Читаем Золотой век полностью

— Погоди малость, сударь… Чтобы завтра утром твоей милости в Питере не было. Помни!.. До утра гости здесь, но не больше… Это мой последний тебе сказ… Прощай!.. Гляди, не забудь моих слов!.. Забудешь?.. Уж в ту пору, сударь, на себя пеняй!..

— Пожалуйста, не грози мне, господин бригадир, ведь я волк-то травленый.

— Ну, мы тебя совсем затравим… Уезжай лучше поскорее!..

Рассерженный грубым обращением начальника полиции Егор Захарович отвечал ему тем же.

Бригадир Рылеев только морщился.

— Что же это? Неужели здесь, в Питере, нет ни правосудия, ни правды?.. Неужели и здесь одна только грубая сила, грубый произвол!..

— Опять совет даю, государь мой, держать язык на привязи! — крикнул Рылеев.

— Говорить правду я не побоюсь и скажу ее в глаза всякому… Понимаете ли, всякому…

— Герой, борец за правду… Так, так… А все же, чтобы завтра в Питере вас, сударь мой, не было!

— Что же делать, придется подчиниться грубому произволу… Я уеду, — задумчиво и тихо произнес Егор Захарович.

— И хорошо сделаете, сударь… Прощайте!..

— И все же несчастного Серебрякова я буду разыскивать…

— Разыскивайте от нечего делать… Может, он придет к вам с того света, — насмешливо проговорил бригадир Рылеев.

— Он жив, жив!.. Грех вам будет, господин бригадир, считать живого человека мертвым. Вы дадите ответ в том и перед Богом, и перед совестью.

— Ну, ну, хорошо! За свой грех я и в ответе. Оставьте меня; мне, сударь, недосуг «пересыпать из пустого в порожнее». Ступайте… А то я прикажу…

— Выгнать меня, что ли? Зачем, я и сам уйду…

— И давно бы так.

Помещик Пустошкин раздосадованным оставил канцелярию начальника полиции.


— Что, сударь, невеселы? — такими словами встретил Мишуха Труба Егора Захаровича, когда он вернулся к себе на постоялый двор.

— Да веселиться нечему… Из Питера меня гонят, — со вздохом ответил Егор Захарович.

— Кто?

— Рылеев.

— За что же?

— А за то… Не суй нос где не спрашивают.

— Как так? — удивился Мишуха.

— Да так… вступился я за офицера Серебрякова, говорю, он жив; мне не верят; я доказываю, и доказательства моего не принимают и приказывают подобру-поздорову скорее из Питера выехать, только до завтра дали срок; если завтра утром я не выеду, то меня силою с позором выгонят.

— Бедный, бедный Сергей Дмитриевич! — с глубоким вздохом проговорил Михайло Труба, выслушав рассказ Пустошкина.

— Из Питера я не выеду, а только с этого постоялого двора на другой перееду. Пусть Рылеев думает, что я уехал. А здесь тихонько, смирненько буду делать свое дело. Может, мне и удастся напасть на след Серебрякова. Я проведу и самого начальника полиции, — с улыбкой проговорил Егор Захарович.

К сожалению, сделать это ему не удалось.

На другой день ранним утром, когда еще Пустошкин спал, а встал только один Мишка Труба, на постоялый двор явился полицейский чиновник в сопровождении двух солдат.

Полицейский чиновник приказал разбудить Егора Захаровича и объявил ему такой приказ начальника полиции:

— Его превосходительство, господин обер-полицмейстер указал мне, государь мой, напомнить о вашем немедленном выезде из столицы. Собирайтесь сейчас же, я сопровождать вас буду до заставы.

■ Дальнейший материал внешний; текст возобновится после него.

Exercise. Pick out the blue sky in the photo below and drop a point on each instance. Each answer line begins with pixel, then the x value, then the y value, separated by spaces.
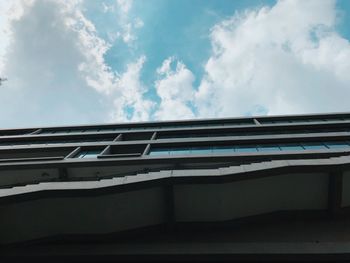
pixel 86 61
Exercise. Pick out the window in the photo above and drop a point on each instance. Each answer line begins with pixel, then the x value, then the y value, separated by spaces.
pixel 88 154
pixel 179 151
pixel 159 152
pixel 244 148
pixel 201 150
pixel 314 146
pixel 223 150
pixel 337 145
pixel 268 148
pixel 291 147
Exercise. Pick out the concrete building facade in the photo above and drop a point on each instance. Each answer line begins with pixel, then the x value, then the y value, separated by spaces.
pixel 254 188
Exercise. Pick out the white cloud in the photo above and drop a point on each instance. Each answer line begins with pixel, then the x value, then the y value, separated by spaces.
pixel 54 62
pixel 284 59
pixel 175 89
pixel 130 103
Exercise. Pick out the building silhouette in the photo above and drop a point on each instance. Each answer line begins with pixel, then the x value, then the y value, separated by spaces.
pixel 257 188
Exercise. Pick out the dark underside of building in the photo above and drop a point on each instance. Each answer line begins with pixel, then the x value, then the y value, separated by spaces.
pixel 246 189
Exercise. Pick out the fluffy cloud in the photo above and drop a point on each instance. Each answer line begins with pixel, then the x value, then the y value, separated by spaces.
pixel 175 89
pixel 54 62
pixel 130 103
pixel 284 59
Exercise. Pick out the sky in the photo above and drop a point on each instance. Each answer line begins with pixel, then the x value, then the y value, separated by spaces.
pixel 112 61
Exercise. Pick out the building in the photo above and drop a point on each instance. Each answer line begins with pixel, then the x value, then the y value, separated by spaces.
pixel 257 188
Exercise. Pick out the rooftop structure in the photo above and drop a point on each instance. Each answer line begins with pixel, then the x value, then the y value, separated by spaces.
pixel 235 188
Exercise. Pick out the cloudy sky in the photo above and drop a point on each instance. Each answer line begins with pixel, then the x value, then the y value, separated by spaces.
pixel 87 61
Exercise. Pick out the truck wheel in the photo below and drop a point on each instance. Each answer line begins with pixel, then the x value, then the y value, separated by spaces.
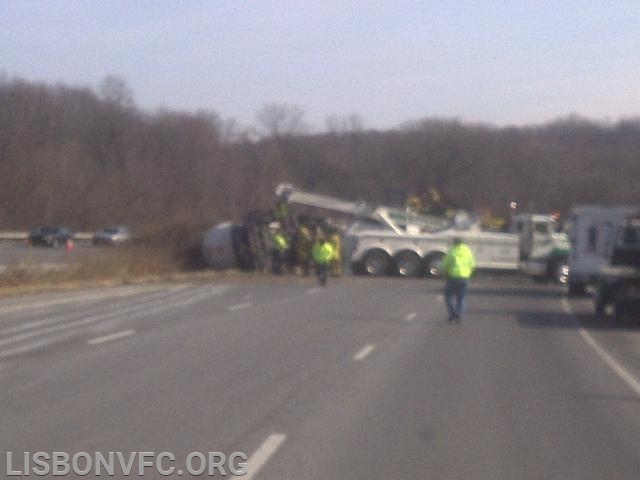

— А эти люди что будут делать? — едва удерживаясь от гнева, спросил Пустошкин, показывая на двух солдат.

— Ничего. Я прихватил их на всякий случай. Если бы вы, государь мой, стали сопротивляться, в ту пору солдаты пригодились бы, но так как сопротивления нет с вашей стороны, то я отпущу их домой.

Волей-неволей пришлось Егору Захаровичу покориться воле бригадира Рылеева и оставить Петербург вместе со своими слугами и с Михайлом Трубой.

Полицейский чиновник провожал его до самой заставы и долго оставался у заставы, смотря вслед уезжавшему Пустошкину; и только тогда поехал к своему начальнику с донесением об исполнении приказа, когда экипаж Пустошкина скрылся из его глаз.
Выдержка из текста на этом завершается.